By Fini Goodman
(YBH) – I read Tina Fey’s book “Bossypants” last week. While it’s funny, it’s a difficult read because I think she would hate me and everything that I stand for, something she makes abundantly clear throughout the book. She has footnotes and little asides about how evil conservatives are. Which is not surprising since she played a huge role in bringing down Sarah Palin.
The most annoying thing Fey wrote, because it perpetuates a myth about Hollywood that I’m getting sick of, was towards the end of the book: that no actress over 40 is allowed on film in Hollywood. This is a myth I have heard all my life: its stated by everyone in the media as fact. Rosanna Arquette even made a movie about it called Searching for Deborah Winger where a bunch of still beautiful stars whine about the lack of roles for older actresses in Hollywood.
Everyone in the media takes this piece of feminist victimization pabulum as fact and tut tuts over the fact that we as a collective have an aversion to seeing wrinkled visages and women suffering from Cooper’s droop on our movie screens. They whine about how France is better because they let Catherine Denauve act and they appreciate older women.
Except all of this isn’t true! Most of our major female movie stars are over forty. Julia Roberts, Sandra Bullock, Cate Blanchett, Renee Zellwegger, Catherine Zeta Jones, Halle Berry, Nicole Kidman, Jennifer Aniston and Lindsey Lohan are all in their 40’s. Actually Lindsey’s in her 20’s: the drugs just make her look 40. Diane Lane, Julianne Moore and Annette Benning, are in their 50’s. Diane Keaton, Helen Mirren and yes, Meryl Streep are in their 60’s. These women aren’t playing grandmother roles: they are sex symbols. What magazine hasn’t drooled over the still sexy Helen Mirren as she parades around in a bikini or in a slinky dress at an awards show?
The feminists say that television is even worse: it is the medium for the very young. Really? Tell that to the Desperate Housewives or the women of Cougar Town. Look how things have changed: thirty years ago these shows would have been called The Golden Girls. Teri Hatcher and Courtney Cox are the same age as Bea Arthur and Rue McClanahan were when they made The Golden Girls. Women are obviously aging much better now. We have healthier lifestyles and better procedures; a woman in her 40’s can easily look like she’s in her late 20’s. Women aren’t giving in to age like they used to. Fifty years ago Courtney Cox would have thrown in the towel and sported blue hair and a Muumuu.

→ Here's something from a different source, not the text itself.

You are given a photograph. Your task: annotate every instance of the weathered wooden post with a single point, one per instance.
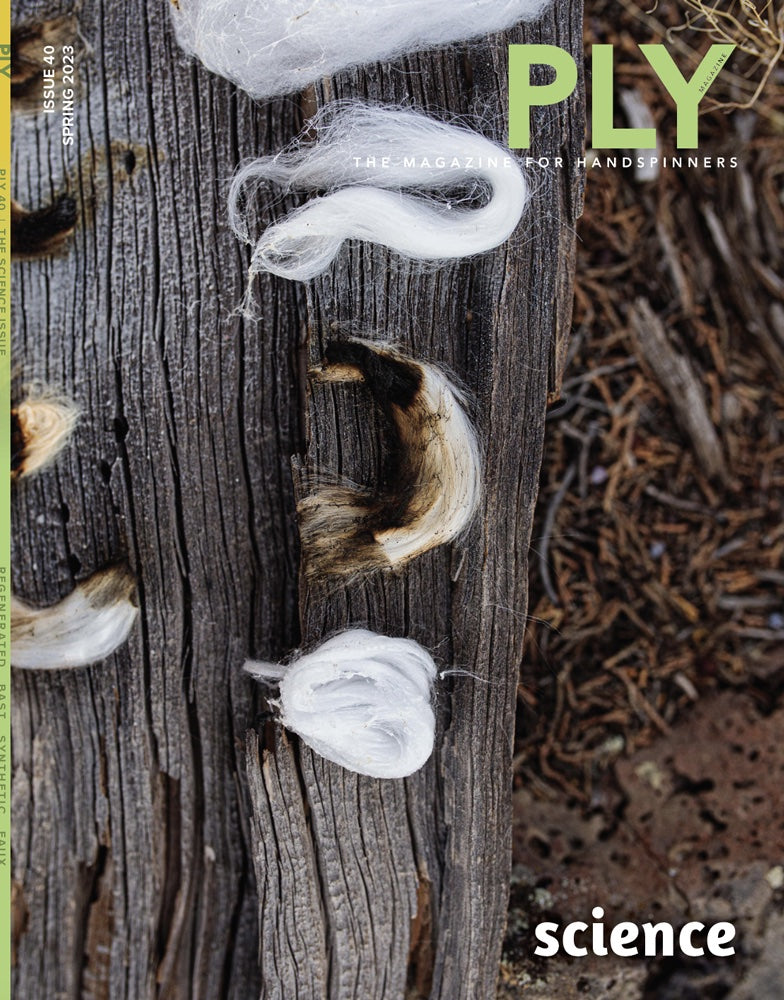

Julia Roberts and Sandra Bullock can still open a movie to blockbuster levels. Meryl Streep and Diane Keaton will guarantee a large audience. Cougar Town and Desperate Housewives are hits. In the cynical Hollywood world, the only thing that matters is making money. Women over 40 obviously make lots of money. So they’re starring in lots of movies and television shows.
As an actress, I’ve always been terrified to turn 40, it looms over me like some career ending dead end. If I don’t make it before I’m 40, “it’s over” I’ll think to myself. Most women, even if they aren’t actresses think the same way: 40 looms over us as the age our fertility dries up, the age no man will find us attractive, the age when our careers are over, etc. Liberal women like Tina Fey constantly make us aware that we will be useless after 40. We are told by the feminists that our lives are over at the halfway point, that we are resigned to be minds only, sexless intellects with deep lines on our craggy faces like Georgia O’Keefe or Arianna Huffington. The evidence is overwhelming that this is untrue. The feminists are wrong. We can be new wives, we can have new careers, we can make it in our old careers. Life does not end for women at 40. 40 is just a number. Life continues on.